FOOTNOTES:

[41] Alice W. Solenberger, One Thousand Homeless Men, p. 36.

[42] F. C. Laubach, Why There Are Vagrants, p. 21

[43] Report of the Advisory Social Service Committee of the Municipal Lodging House, pp. 9-11. New York City: September, 1915.

[44] This unpublished study of 400 tramps was made while riding freight trains from Salt Lake City, Utah, to Chicago in the summer of 1921. All the cases tabulated were cases in transit. A large part of them were men who regularly beat their way about the country. Document 115.

[45] George S. Sobel, Report to Committee, summer, 1922.

[46] Letter from Chicago Health Department to Committee on Homeless Men.

[47] U.S. Surgeon General’s Office, Defects Found in Drafted Men.

[48] Unpublished Document 87 is a statement from Dr. Ben L. Reitman, based upon cases in his practice of venereal infection caused by homosexual relations.

[49] It is of interest to note the findings of the study of 2,000 men in connection with the Municipal Lodging House of New York City, 1914:

“Of 1,482 men who made statements regarding their habits, 1,292—approximately 9 out of every 10—said they drank alcoholic liquors. Six hundred and fifty-seven or 44 per cent said that they drank excessively; 635, or 43 per cent, said that they drank moderately; and 190, or 13 per cent, claimed to be total abstainers.

“Of the 2,000 who were given a medical examination, 775, or 39 per cent, were diagnosed as suffering from alcoholism. According to Dr. James Alexander Miller, these ‘figures probably do not represent by any means the number of individuals who were alcoholic ... but rather indicate only the number who manifested acute evidence at the time of investigation.’”—From the Report of the Advisory Social Service Committee of the Municipal Lodging House, pp. 9-22. New York: September, 1915.

Here we have in a few words a cross-section of the drinking population among the homeless men in New York where conditions are not materially different and where the population is essentially the same as in Hobohemia.

CHAPTER X
SEX LIFE OF THE HOMELESS MAN

Tramping is a man’s game. Few women are ever found on the road. The inconveniences and hazards of tramping prevent it. Women do wander from city to city but convention forbids them to ride the roads and move about as men do. One tramp who had traveled 8,000 miles in six months said: “I even saw two women on the road, and last summer I saw a woman beating her way in a box car.”

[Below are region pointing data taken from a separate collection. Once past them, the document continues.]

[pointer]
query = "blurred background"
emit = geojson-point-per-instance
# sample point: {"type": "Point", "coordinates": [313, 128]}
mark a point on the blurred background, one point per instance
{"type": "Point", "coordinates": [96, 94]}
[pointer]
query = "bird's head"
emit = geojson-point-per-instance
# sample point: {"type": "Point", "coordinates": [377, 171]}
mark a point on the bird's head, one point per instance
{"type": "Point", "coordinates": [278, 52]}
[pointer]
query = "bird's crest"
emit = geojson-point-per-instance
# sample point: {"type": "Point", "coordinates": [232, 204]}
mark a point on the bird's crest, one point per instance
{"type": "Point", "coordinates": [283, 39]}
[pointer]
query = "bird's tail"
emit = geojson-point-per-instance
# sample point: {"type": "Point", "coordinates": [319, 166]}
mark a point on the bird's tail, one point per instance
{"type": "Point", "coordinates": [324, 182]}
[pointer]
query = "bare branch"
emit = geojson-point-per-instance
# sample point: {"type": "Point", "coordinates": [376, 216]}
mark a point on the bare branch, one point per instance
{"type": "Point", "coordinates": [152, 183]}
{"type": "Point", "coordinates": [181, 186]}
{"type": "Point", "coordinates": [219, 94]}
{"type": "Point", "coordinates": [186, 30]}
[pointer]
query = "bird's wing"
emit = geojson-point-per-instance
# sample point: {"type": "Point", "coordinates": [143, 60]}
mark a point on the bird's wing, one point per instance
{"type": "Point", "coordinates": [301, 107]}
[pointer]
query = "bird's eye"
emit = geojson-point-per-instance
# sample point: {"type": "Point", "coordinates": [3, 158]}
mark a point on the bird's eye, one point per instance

Tramping is a man’s game. Few pre-adolescent boys are tramps. They do not break away permanently until later in their teens. How does the absence of women and children affect the life of the migratory worker? What difference would it make if tramps traveled like gypsies, taking their women and children with them? How does the absence of women and children affect the fantasy and the reveries and eventually the behavior of the homeless man?

The majority of homeless men are unmarried. Those who are married are separated, at least temporarily, from their families.[50] Most homeless men in the city are older than the average man on the road and would be expected, therefore, to have had marital experience. They are content to live in town while the younger men are eager to move in the restless search for adventure and new experience.